In the contemporary moment, visual identities, in particular, logo design is a flexible affair. Gone are the days when the humble logo-type or iconic logo would suffice as the main visual component representing a brand, product or cause. These are commonly known in the field as 'flexible identities'.
There has been a growing interest in flexible visual identities in the last ten years, with lots of design studios starting to abandon the idea of the logo as the centrepiece of a visual identity, instead dedicating their practices to the development of visual systems. These visual systems are coherent yet eclectic and excitingly diverse, ultimately challenging the conventions of Modernist identity design.

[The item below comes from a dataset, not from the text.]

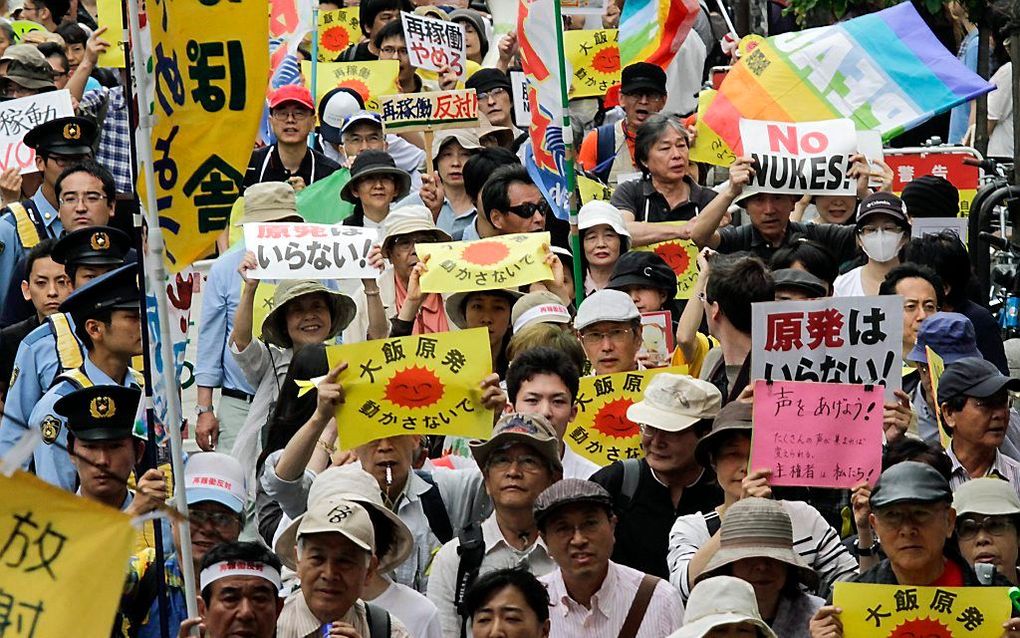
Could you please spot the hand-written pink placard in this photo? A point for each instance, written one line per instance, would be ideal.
(817, 434)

Some call them ‘dynamic identities’, some ‘liquid’ or ‘fluid’ identities (referring to Zygmunt Bauman’s term ‘liquid modernity’). Further, ‘generative’, ‘responsive’, ‘evolutive’ or ‘living’ are all terms used to describe flexible visual identities. What all these terms have in common is an attempt to describe flexible visual identity as the opposite of the static visual identity, based on a static logo design.
For me, liquid identities are representative of the current condition in graphic design practice. They reflect an urge to be experimental whilst functional, intersecting the avenues of modernist and postmodernist mindsets. That is to say, these identities aren't without their restrictions, as all successful identities usually are. However, the restricts allow for more freedom, as they aren't as strict as say the brand guidelines for a huge, international sportswear brand.
A good example of this can be seen in the visual identity for the 2015 Beijing Design Week.
The design for the Beijing Design Week 2015 is based on a few visual elements and their ability to be transformed, stretched or jolted. It is a closed system because the elements are pre-defined, no new elements can be added. The elements and their ability to stretch or jolt and the various ways how the visual system can be applied to different items makes the VI flexible.
Another great example is the identity for MK Gallery, designed by Sara Dabont. This identity involves a logotype comprised of six distinctly different typefaces. The logo is displayed as an independent GIF which demonstrates its liquid state well. On the gallery website, the logo can be found at the top left-hand corner. Each time the page is 'refreshed', the logo changes, subtly revealing its liquid quality to the user of the site.